The global survey also revealed several worrying trends:
- 82% of respondents report a shortage of cybersecurity skills
- 71% of respondents report the shortage in cybersecurity skills does direct and measurable damage
- 9 out of 10 respondents said that cybersecurity technology could help compensate for skill shortages
- 3 out of 4 respondents said their government is not investing enough in building cybersecurity talent
As a result of the persistent skills shortage, 32% of companies say they are unable to maintain an adequate staff of cyber security experts, with 22% saying they fear being targeted by attackers because they know the company’s cyber security is not strong enough, with a further 22% concerned about the firm’s reputation in the event of a hack.

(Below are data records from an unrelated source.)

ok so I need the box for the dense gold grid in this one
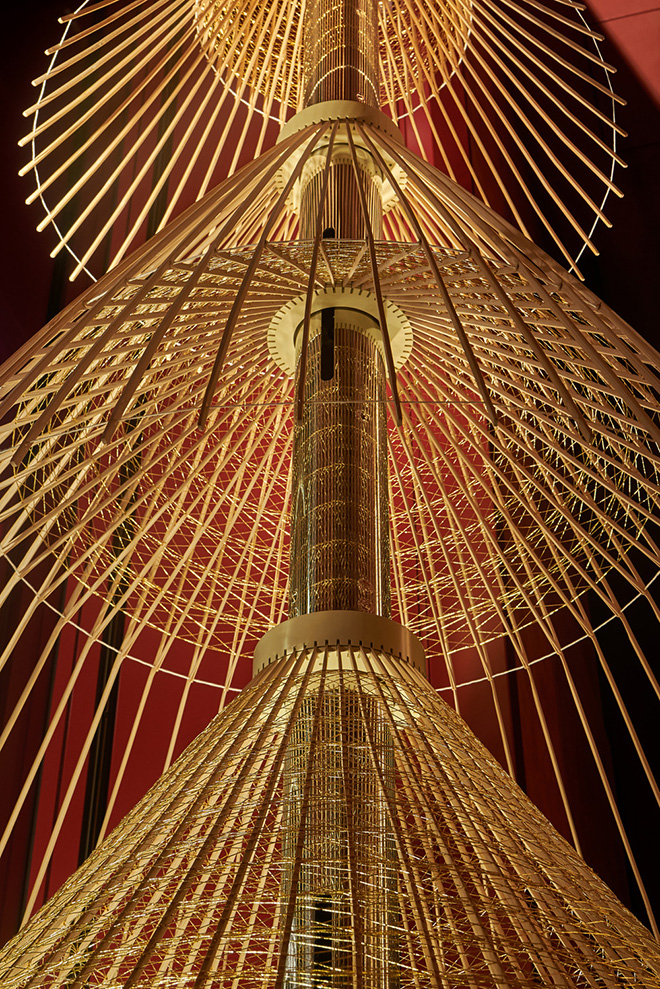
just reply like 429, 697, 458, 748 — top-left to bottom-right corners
1, 646, 658, 987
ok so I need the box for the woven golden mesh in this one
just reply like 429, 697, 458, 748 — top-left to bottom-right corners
2, 645, 658, 988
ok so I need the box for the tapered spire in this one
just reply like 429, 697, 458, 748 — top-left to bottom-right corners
2, 646, 659, 987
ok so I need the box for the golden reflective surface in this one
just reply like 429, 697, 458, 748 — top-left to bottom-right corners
290, 316, 390, 617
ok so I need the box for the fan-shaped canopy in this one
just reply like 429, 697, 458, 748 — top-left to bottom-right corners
2, 116, 660, 930
21, 0, 622, 276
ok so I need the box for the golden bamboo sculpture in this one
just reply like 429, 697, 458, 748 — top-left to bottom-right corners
22, 0, 622, 278
1, 0, 660, 978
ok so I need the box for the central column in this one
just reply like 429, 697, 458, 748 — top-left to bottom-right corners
270, 5, 404, 987
289, 309, 390, 618
289, 0, 388, 621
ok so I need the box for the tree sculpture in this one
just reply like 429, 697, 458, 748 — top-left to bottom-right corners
1, 0, 659, 984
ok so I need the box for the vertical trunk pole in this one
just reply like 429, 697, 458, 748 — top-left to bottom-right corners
289, 0, 389, 620
281, 5, 399, 988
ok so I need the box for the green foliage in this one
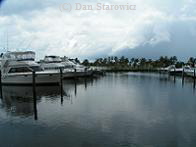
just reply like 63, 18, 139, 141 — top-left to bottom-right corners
187, 57, 196, 67
82, 59, 90, 66
80, 56, 196, 70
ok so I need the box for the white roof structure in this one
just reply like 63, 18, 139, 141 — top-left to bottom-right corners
44, 56, 62, 63
2, 51, 35, 61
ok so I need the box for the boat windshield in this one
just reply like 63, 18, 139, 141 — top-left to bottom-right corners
9, 67, 32, 73
30, 66, 43, 72
9, 66, 43, 73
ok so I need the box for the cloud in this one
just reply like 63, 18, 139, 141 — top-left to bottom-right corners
0, 0, 196, 59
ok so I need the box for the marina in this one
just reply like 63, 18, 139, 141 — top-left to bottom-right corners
0, 51, 103, 85
0, 0, 195, 146
0, 51, 195, 87
0, 73, 196, 146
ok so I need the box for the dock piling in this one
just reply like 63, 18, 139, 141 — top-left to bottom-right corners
174, 68, 176, 82
194, 69, 196, 89
0, 71, 2, 99
85, 78, 87, 90
32, 71, 38, 120
74, 79, 77, 96
182, 68, 184, 87
33, 71, 36, 97
60, 68, 63, 104
85, 68, 87, 76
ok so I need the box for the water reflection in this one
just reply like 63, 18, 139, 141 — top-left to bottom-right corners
0, 73, 196, 147
0, 78, 95, 120
1, 85, 60, 119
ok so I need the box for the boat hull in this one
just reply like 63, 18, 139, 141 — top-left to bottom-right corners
169, 71, 183, 76
2, 72, 60, 85
42, 70, 94, 79
184, 69, 196, 78
169, 68, 183, 76
63, 71, 93, 79
185, 71, 195, 77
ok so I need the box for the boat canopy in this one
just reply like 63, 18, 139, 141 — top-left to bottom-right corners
44, 56, 62, 63
2, 51, 35, 61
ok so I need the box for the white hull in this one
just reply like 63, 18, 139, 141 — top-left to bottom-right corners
43, 69, 93, 78
185, 69, 196, 77
186, 71, 194, 77
2, 72, 60, 85
169, 68, 183, 72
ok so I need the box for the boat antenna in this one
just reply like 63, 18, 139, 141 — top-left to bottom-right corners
6, 30, 9, 52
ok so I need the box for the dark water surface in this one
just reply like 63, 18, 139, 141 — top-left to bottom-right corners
0, 73, 196, 147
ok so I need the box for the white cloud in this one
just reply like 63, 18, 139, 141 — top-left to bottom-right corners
0, 0, 196, 59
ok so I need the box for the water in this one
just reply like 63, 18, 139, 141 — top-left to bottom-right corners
0, 72, 196, 147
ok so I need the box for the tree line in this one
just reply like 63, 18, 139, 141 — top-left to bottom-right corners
80, 56, 196, 69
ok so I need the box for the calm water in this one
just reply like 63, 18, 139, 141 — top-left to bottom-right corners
0, 73, 196, 147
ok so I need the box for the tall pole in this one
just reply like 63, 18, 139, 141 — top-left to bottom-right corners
60, 68, 63, 104
85, 78, 87, 90
32, 71, 37, 120
194, 68, 196, 89
182, 68, 184, 87
174, 67, 176, 83
6, 30, 9, 52
0, 71, 2, 99
74, 79, 77, 96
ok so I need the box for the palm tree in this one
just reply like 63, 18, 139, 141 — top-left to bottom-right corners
82, 59, 90, 66
188, 57, 196, 67
170, 56, 178, 65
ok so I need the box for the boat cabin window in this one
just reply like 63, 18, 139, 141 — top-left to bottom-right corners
8, 66, 43, 73
9, 67, 32, 73
30, 66, 43, 72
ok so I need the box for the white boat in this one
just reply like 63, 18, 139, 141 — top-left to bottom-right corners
40, 56, 77, 72
184, 66, 196, 77
166, 65, 186, 75
62, 58, 94, 76
169, 68, 184, 75
40, 55, 93, 78
1, 51, 60, 85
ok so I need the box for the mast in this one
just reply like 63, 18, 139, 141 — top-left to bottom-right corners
6, 30, 8, 52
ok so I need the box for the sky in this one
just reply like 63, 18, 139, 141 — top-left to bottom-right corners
0, 0, 196, 60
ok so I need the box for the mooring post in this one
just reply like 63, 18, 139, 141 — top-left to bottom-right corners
174, 67, 176, 83
32, 71, 38, 120
74, 68, 77, 79
85, 68, 87, 76
0, 71, 2, 99
85, 78, 87, 90
194, 68, 196, 89
74, 79, 77, 96
182, 68, 184, 87
60, 68, 63, 104
33, 71, 36, 97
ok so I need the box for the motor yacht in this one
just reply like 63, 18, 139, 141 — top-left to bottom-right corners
40, 55, 93, 78
184, 66, 196, 77
40, 56, 69, 71
1, 51, 60, 85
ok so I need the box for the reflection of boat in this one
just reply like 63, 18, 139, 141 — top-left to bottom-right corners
185, 68, 196, 77
1, 85, 61, 117
0, 77, 96, 118
2, 85, 61, 98
1, 51, 60, 85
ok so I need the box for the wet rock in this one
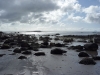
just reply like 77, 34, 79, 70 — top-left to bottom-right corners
28, 46, 34, 50
63, 38, 73, 43
22, 51, 32, 55
40, 44, 49, 48
50, 43, 55, 47
1, 44, 11, 49
84, 43, 98, 51
69, 45, 83, 50
10, 42, 17, 45
13, 48, 21, 53
0, 54, 6, 57
18, 56, 27, 59
74, 45, 83, 50
54, 37, 59, 40
92, 56, 100, 60
78, 52, 89, 57
9, 53, 16, 55
20, 41, 30, 47
55, 43, 65, 47
79, 58, 96, 65
4, 39, 14, 44
20, 47, 28, 51
33, 47, 39, 51
42, 41, 49, 46
34, 52, 45, 56
76, 49, 84, 52
51, 48, 67, 55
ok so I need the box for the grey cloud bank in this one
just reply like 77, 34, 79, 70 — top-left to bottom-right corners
0, 0, 100, 31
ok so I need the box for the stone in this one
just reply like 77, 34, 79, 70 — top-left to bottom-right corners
18, 56, 27, 59
78, 52, 89, 57
51, 48, 67, 55
79, 58, 96, 65
84, 43, 98, 51
34, 52, 45, 56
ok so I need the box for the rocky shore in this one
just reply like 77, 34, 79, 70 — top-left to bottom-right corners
0, 31, 100, 75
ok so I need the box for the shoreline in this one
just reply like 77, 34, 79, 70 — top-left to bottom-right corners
0, 31, 100, 75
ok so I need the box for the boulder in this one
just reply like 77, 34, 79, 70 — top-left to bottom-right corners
51, 48, 67, 55
20, 47, 28, 51
84, 43, 98, 51
68, 45, 83, 50
50, 43, 55, 47
20, 41, 30, 47
4, 39, 14, 44
78, 52, 89, 57
92, 56, 100, 60
22, 51, 31, 55
79, 58, 96, 65
0, 54, 6, 57
9, 53, 16, 55
1, 44, 11, 49
13, 48, 21, 53
55, 43, 64, 47
34, 52, 45, 56
33, 47, 39, 51
74, 45, 83, 50
18, 56, 27, 59
42, 41, 49, 46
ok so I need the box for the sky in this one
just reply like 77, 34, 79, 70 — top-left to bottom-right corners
0, 0, 100, 31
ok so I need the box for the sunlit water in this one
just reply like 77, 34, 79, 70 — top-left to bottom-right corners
0, 31, 100, 75
20, 31, 100, 35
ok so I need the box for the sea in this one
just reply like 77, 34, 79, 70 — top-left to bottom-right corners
19, 31, 100, 35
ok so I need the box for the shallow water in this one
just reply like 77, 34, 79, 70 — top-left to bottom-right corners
0, 42, 100, 75
20, 31, 100, 35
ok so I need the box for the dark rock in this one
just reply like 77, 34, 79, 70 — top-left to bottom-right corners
84, 43, 98, 51
68, 45, 83, 50
4, 39, 14, 44
10, 42, 17, 45
0, 54, 6, 57
28, 46, 34, 50
78, 52, 89, 57
1, 44, 11, 49
55, 43, 65, 47
34, 52, 45, 56
42, 41, 49, 46
76, 49, 84, 52
63, 38, 73, 43
92, 56, 100, 60
51, 48, 67, 55
22, 51, 32, 55
18, 56, 27, 59
79, 58, 96, 65
74, 45, 83, 50
20, 47, 28, 51
40, 45, 49, 48
33, 48, 39, 51
20, 41, 30, 47
9, 53, 16, 55
50, 43, 55, 47
54, 37, 59, 40
13, 48, 21, 53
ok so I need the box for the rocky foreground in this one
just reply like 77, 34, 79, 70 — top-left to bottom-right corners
0, 31, 100, 75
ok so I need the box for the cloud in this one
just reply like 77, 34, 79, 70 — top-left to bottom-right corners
0, 0, 59, 22
67, 13, 83, 22
83, 5, 100, 24
1, 0, 100, 31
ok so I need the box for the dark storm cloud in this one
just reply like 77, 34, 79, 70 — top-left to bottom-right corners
0, 0, 59, 22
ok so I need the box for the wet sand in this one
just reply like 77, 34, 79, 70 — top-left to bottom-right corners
0, 32, 100, 75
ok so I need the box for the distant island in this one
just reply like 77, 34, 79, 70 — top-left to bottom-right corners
26, 31, 42, 32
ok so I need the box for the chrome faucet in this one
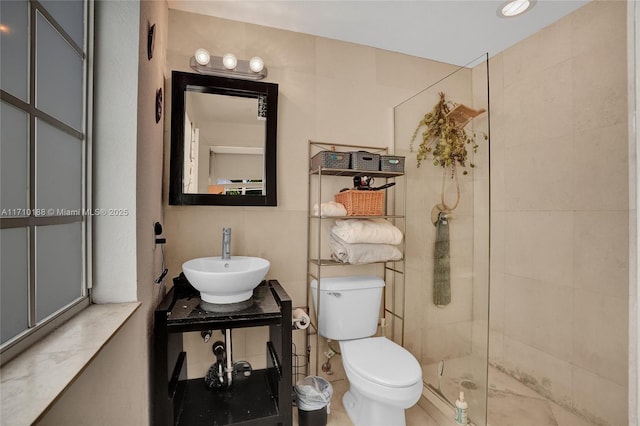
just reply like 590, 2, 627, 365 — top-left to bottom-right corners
222, 227, 231, 259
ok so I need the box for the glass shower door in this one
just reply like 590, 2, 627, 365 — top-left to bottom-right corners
393, 54, 490, 426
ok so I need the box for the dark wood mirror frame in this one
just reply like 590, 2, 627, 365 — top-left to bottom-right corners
169, 71, 278, 206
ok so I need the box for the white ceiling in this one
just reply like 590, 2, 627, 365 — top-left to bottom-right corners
167, 0, 590, 66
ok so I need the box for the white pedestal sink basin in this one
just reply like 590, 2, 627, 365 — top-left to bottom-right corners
182, 256, 270, 304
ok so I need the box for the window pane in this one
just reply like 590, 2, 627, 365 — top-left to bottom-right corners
1, 227, 29, 344
36, 223, 82, 322
1, 101, 29, 214
35, 11, 83, 131
35, 119, 82, 215
0, 0, 29, 101
38, 0, 84, 49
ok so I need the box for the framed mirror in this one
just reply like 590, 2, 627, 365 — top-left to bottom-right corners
169, 71, 278, 206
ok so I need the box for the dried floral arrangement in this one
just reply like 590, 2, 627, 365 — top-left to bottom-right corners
410, 92, 487, 175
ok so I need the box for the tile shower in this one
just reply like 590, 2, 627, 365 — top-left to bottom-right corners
394, 2, 629, 425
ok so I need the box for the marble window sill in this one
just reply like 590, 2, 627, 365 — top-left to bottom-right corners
0, 302, 141, 426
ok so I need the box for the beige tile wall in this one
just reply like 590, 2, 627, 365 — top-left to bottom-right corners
163, 10, 461, 378
487, 2, 629, 425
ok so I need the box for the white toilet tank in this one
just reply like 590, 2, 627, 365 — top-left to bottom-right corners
310, 275, 384, 340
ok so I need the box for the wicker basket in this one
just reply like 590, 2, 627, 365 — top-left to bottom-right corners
335, 190, 384, 216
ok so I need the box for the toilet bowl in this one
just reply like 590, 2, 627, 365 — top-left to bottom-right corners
339, 337, 422, 426
310, 276, 423, 425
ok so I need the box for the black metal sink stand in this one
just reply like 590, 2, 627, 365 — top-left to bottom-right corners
153, 280, 292, 426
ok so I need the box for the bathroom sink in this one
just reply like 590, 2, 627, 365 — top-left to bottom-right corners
182, 256, 270, 304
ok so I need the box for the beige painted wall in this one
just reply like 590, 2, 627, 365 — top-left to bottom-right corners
488, 2, 629, 425
163, 9, 464, 377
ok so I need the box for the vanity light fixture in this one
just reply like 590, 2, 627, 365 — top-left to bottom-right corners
498, 0, 535, 17
190, 49, 268, 80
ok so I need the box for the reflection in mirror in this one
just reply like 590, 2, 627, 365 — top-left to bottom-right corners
169, 71, 278, 206
183, 93, 265, 195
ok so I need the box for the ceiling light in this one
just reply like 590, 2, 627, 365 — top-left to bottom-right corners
194, 48, 210, 65
499, 0, 534, 17
222, 53, 237, 70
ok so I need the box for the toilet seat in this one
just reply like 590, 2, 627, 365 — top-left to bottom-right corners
340, 337, 421, 388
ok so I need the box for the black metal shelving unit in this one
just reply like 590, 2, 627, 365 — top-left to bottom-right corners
153, 280, 292, 426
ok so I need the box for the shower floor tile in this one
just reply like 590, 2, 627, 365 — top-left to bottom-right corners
487, 367, 597, 426
422, 356, 600, 426
488, 388, 559, 426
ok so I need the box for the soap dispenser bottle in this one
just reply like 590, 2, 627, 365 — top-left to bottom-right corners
455, 391, 468, 425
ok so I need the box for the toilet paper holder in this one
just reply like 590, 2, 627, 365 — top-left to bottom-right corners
292, 308, 310, 330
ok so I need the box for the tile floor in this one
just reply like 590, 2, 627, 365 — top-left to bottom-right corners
293, 378, 440, 426
300, 360, 602, 426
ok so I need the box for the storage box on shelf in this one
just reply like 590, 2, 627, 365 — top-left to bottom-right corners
349, 151, 380, 171
310, 151, 350, 170
310, 149, 404, 174
380, 155, 405, 173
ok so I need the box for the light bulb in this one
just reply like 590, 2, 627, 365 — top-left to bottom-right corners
194, 48, 210, 65
249, 56, 265, 73
500, 0, 531, 17
222, 53, 237, 70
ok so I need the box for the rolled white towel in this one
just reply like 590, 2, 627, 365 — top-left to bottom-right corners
329, 233, 402, 265
313, 201, 347, 217
331, 218, 403, 245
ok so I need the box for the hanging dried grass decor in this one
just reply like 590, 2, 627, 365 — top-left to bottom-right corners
410, 92, 487, 175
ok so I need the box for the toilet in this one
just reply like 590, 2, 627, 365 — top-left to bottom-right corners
310, 276, 422, 426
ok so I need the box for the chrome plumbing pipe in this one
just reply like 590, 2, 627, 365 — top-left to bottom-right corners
225, 328, 233, 386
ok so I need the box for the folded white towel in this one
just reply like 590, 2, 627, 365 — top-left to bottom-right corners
331, 218, 403, 245
313, 201, 347, 217
329, 234, 402, 265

‘Degrees not necessarily the answer’
How well a country’s education system provides the right skilled people is also discussed, and the authors point out that degree level qualifications are not necessarily the answer. “Despite our respondents’ typical insistence on a bachelor’s degree as a baseline credential for cybersecurity work, only 23% of respondents say education programs are preparing students to enter the industry. A bachelor’s degree in a technical field is ranked third by survey respondents among most effective ways to acquire cybersecurity skills, behind hands-on experience and professional certifications.
“This contradiction indicates that a degree is more of a signal of general competence than an indicator of directly relevant cybersecurity skills. In the UK and Japan in particular, respondents are more likely to downgrade the value of traditional education programs for attaining cybersecurity skills. More than three-fourths of survey respondents cited professional certifications as an effective way to demonstrate skills, with respondents in the UK, Australia, Mexico, and Israel finding these credentials most useful.”
Supporting this finding, a large number of respondents believe that hands-on and practical training deliver more effectively than traditional education resources.
‘Government must do more’
“The security industry has talked at length about how to address the storm of hacks and breaches, but government and the private sector have not brought enough urgency to solving the cyber security talent shortage,” said Chris Young, senior vice-president and general manager of the Intel Security Group.
“To address this workforce crisis, we need to foster new education models, accelerate the availability of training opportunities, and deliver deeper automation so talent is put to its best use on the front line. Finally, we absolutely must diversify our ranks.”
“A shortage of people with cyber security skills results in direct damage to companies, including the loss of proprietary data and IP,” said James Lewis, senior vice-president and director of the strategic technologies program at CSIS.
“This is a global problem; a majority of respondents in all countries surveyed could link their workforce shortage to damage to their organisation.”